In this chapter I consider Shakespeare’s exploration of musical harmony as a means of political representation. Elyot’s treatise illustrates how smoothly the allegorizing rhetoric of musica speculativa moves from the classroom to the public sphere, where it presumes to explain the “ordre of astates and degrees.” As we saw in the last chapter, this rhetoric functions by obscuring the distinction between words about music and musical sound, so that music is made to seem naturally representative of an authorized narrative—of mathematics, cosmology, government, or anything else. In Neoplatonic writings, in particular, the postulation of secret or hidden meanings in music works to mystify—and therefore facilitate—the connection between the physical (“natural”) world and universalizing ideologies of order. It is perhaps for this reason that, in Renaissance England, Neoplatonic formulations of music sometimes seem to be more prevalent in political contexts than in academic ones. Likewise, in Shakespeare’s plays, Neoplatonic ideas of harmony are frequently invoked during moments when political actors attempt to legitimize or mythologize their power, even more so than in the scenes of instruction discussed in the last chapter. In this way, Shakespeare suggests that the ideological work performed by the rhetoric of musica speculativa, while useful in the classroom, is indispensable in the political arena.

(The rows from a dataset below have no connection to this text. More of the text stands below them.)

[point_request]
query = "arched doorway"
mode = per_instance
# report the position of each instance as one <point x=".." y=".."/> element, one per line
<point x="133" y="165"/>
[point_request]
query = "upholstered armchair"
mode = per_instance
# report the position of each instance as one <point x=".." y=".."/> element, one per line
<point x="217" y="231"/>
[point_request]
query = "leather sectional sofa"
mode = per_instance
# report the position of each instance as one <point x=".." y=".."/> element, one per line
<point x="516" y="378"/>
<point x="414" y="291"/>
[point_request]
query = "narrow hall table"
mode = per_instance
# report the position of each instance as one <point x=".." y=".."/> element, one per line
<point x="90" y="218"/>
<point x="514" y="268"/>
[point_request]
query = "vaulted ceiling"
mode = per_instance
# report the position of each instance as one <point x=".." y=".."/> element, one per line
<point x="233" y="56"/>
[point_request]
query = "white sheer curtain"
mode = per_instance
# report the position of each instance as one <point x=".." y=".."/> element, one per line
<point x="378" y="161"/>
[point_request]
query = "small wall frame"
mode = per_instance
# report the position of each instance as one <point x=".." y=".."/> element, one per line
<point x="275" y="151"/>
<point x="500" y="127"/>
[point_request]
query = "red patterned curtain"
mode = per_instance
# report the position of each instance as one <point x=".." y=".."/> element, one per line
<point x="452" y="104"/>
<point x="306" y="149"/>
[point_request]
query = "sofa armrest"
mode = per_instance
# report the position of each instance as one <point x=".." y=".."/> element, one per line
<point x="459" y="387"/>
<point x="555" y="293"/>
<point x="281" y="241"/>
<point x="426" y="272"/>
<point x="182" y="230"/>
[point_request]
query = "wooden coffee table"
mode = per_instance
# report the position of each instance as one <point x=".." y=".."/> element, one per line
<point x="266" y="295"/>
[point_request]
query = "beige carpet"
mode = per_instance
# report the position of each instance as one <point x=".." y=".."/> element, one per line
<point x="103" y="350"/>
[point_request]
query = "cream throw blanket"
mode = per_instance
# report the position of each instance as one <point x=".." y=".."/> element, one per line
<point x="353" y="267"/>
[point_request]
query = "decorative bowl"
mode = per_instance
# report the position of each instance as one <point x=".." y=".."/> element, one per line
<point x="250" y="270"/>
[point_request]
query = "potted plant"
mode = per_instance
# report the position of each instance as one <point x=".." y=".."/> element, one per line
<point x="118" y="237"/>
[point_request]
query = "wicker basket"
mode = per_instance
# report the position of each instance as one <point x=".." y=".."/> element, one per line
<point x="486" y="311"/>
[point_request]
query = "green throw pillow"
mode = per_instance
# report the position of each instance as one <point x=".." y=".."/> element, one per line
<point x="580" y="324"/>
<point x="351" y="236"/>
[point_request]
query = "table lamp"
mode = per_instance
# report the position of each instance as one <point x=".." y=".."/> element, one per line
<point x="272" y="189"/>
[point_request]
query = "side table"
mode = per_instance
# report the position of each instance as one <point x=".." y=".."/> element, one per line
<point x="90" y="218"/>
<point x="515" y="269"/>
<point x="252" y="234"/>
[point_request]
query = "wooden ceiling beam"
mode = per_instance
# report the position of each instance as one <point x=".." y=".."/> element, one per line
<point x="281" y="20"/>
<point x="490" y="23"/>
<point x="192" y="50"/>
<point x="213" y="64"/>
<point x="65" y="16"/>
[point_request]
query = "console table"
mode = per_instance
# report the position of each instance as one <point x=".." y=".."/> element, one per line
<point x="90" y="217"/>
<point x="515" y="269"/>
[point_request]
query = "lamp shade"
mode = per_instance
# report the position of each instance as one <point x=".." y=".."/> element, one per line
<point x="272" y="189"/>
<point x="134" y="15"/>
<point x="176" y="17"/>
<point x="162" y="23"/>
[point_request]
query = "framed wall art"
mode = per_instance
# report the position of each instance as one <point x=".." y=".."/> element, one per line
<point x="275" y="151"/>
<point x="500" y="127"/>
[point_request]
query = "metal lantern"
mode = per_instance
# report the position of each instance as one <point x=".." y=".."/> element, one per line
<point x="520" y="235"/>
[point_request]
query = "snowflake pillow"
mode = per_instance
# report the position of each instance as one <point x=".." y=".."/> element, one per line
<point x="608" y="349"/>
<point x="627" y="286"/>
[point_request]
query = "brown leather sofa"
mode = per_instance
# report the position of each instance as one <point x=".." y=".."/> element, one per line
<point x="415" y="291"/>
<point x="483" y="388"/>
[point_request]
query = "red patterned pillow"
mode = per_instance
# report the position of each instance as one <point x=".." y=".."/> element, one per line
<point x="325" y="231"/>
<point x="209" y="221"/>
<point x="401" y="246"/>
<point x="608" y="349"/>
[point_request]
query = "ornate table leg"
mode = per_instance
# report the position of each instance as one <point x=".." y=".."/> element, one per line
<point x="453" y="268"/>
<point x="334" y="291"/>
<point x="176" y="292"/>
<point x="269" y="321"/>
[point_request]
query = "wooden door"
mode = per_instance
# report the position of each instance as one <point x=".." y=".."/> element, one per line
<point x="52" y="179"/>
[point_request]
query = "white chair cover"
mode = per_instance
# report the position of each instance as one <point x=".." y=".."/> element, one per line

In characteristic fashion, however, Shakespeare demonstrates the power of heard music to disrupt Neoplatonic models of harmony. Musical sound in the plays frequently grates against its rhetorical representation, exposing the political representation of harmony as a highly intricate shell game. Jacques Attali, the prolific French economist and former adviser to President Mitterand, famously claimed that “listening to music is listening to all noise, realizing that its appropriation and control is a reflection of power, that it is essentially political.” In plays from Julius Caesar to The Tempest, Shakespeare restores to music the “noisiness” that Attali sees as instrumental to its demystification. In this way, Shakespeare allows his audience to witness the political appropriation of music and compare it to their own listening experience, even, as we will see, at the risk of exposing his own plays as artificial constructions. Rather than make use of music’s interpretive promiscuity to create a sense of dramatic unity, Shakespeare’s plays often highlight the incongruence between language and musical sound—an incongruence that is always a possibility when someone attempts to describe an actual musical performance. As the teaching of music in early modern England makes clear, universalizing ideas about music are most persuasive when they are seen and read. They are constantly in danger of being unraveled by acoustic experience, and Shakespeare’s political plays frequently exploit this vulnerability. In each case, the point is clear: we may all agree on the meaning of music, until we are forced to hear it.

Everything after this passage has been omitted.